Moreover I have given to you one portion above your brothers, which I took out of the hand of the Amorite with my sword and with my bow.
Read Chapter 48
George Leo Haydock
Thee. In thy posterity; and particularly in Ephraim, to whose lot it shall fall, a portion. Hebrew shecem; which the Septuagint explain of the city, or field near it, which Jacob had formerly purchased; and which, being wrested from him after he had left that country, by the Amorrhites, he recovered by the sword. (Masius.)
The particulars of this transaction are not given in Scripture. (Menochius)
The children of Joseph buried their father in this field, Josue xxiv. 32. There also was Jacob's well, John iv. 5. We have already observed, that Jacob restored whatever his sons had taken unjustly from the unhappy Sichemites, chap. xxxiv. 30.

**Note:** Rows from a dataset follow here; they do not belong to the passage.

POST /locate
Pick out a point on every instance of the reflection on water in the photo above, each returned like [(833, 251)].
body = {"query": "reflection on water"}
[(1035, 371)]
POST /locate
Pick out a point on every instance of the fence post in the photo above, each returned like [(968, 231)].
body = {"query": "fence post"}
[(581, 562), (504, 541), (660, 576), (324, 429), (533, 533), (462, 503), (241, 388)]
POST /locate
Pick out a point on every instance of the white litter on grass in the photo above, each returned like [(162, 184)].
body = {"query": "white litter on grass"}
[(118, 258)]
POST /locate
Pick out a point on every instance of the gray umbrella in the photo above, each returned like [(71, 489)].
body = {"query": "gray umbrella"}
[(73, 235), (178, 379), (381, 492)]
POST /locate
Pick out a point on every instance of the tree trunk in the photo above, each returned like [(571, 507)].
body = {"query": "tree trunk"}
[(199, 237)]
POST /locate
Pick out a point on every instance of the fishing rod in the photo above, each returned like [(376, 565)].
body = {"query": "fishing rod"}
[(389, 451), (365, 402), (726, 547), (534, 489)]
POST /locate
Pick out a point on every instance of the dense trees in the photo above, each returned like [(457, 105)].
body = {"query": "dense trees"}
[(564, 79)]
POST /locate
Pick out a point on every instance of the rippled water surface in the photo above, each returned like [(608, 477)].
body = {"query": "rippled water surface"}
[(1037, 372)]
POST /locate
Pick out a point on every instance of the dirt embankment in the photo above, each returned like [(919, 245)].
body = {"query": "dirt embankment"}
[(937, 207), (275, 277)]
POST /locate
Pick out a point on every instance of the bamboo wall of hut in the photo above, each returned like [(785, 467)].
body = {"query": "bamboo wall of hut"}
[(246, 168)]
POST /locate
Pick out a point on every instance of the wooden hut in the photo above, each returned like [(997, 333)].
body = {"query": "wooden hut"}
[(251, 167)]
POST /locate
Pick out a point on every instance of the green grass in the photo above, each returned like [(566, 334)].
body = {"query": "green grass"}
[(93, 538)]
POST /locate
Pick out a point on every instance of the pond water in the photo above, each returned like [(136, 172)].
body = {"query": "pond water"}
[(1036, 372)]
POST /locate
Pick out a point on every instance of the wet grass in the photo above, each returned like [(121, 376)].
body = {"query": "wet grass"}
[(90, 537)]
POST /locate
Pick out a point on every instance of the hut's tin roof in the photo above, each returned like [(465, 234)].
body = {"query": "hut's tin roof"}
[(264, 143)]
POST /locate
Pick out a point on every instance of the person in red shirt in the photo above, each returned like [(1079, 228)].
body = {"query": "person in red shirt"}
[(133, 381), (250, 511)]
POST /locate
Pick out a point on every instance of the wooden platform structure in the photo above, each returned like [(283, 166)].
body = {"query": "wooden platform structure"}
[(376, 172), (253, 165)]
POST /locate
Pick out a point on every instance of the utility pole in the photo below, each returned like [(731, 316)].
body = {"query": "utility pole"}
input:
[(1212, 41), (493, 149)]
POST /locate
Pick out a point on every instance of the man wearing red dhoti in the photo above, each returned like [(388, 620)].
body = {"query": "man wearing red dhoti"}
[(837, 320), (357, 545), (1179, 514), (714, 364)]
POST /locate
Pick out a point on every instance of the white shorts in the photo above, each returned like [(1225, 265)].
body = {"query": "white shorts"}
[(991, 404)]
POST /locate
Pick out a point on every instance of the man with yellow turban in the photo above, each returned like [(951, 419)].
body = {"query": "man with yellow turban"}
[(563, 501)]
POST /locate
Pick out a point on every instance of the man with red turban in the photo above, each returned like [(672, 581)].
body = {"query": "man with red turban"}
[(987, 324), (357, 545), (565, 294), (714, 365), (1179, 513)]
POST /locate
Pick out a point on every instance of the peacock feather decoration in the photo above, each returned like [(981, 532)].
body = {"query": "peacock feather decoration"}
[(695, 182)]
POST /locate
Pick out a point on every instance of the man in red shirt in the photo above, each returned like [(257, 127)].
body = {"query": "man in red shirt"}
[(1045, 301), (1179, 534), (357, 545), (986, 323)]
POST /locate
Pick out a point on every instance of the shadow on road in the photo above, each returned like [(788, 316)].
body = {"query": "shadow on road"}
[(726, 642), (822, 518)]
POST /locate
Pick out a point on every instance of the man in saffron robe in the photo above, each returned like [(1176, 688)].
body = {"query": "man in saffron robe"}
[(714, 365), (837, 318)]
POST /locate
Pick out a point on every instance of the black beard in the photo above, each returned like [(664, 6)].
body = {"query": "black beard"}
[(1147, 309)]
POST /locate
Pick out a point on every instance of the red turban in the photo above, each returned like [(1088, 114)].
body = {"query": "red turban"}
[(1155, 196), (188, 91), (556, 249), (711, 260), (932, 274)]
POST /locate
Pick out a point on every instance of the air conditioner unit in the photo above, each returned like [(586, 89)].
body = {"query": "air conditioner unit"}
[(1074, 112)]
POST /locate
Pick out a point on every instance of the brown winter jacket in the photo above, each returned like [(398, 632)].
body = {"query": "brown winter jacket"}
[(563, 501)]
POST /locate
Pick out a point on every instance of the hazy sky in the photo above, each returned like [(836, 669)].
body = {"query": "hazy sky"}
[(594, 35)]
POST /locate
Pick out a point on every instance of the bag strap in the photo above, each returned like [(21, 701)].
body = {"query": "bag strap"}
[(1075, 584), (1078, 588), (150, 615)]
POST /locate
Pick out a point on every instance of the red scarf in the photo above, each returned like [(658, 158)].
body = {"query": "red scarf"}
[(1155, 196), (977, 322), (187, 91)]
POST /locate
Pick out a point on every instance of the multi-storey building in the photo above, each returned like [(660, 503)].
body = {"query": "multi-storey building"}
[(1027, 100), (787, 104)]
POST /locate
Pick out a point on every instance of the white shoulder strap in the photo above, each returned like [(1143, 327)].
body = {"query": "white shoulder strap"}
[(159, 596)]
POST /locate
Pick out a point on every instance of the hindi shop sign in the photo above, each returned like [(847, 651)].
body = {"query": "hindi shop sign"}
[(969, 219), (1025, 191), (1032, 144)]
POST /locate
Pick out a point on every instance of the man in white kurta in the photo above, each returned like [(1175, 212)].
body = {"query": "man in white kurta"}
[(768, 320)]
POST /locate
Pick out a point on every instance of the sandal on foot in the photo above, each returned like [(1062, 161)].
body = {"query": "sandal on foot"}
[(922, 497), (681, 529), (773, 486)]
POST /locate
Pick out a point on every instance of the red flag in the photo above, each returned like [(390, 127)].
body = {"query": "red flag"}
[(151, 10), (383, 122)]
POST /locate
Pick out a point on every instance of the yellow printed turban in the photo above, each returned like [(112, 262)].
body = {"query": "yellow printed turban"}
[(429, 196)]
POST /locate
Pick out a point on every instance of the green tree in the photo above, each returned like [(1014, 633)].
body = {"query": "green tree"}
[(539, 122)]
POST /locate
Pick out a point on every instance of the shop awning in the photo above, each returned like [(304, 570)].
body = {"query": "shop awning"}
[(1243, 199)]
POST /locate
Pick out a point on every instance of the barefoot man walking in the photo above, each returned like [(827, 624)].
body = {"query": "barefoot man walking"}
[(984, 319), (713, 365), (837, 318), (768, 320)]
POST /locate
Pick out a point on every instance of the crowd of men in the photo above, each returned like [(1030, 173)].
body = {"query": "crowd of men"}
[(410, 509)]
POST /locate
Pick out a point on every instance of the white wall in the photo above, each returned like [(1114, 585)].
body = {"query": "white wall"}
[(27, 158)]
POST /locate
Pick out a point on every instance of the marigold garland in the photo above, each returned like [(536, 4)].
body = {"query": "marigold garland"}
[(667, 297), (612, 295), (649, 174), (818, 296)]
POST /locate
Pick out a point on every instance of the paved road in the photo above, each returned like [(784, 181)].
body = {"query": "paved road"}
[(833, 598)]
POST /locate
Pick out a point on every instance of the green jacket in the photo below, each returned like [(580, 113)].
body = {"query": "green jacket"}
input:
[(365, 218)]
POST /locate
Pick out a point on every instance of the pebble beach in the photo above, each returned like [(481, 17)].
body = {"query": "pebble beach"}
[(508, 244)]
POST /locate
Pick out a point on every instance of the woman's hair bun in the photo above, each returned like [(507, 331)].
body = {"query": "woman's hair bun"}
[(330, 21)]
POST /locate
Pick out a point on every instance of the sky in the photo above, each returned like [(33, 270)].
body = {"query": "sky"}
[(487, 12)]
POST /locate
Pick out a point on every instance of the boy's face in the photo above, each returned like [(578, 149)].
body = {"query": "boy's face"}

Sword and bow, is understood by St. Jerome and Onkelos in a spiritual sense, to denote his justice and earnest prayer, by which he merited the divine protection; (Calmet) or it may mean the money, which he had procured with hard labour. (St. Jerome, q. Heb.)
After he blessed the sons and promoted the younger ahead of the elder by way of forecasting the future, he wanted to convince Joseph that it was not idly or to no purpose that he had done this but to foretell what was due to happen. So he predicted his own death and the fact that they would return from foreign parts to Canaan, the land of their ancestors, and raised sound hope in them so as to cheer them up with the expectation. The hope of good things to come, after all, always mitigates the troubles of the present life.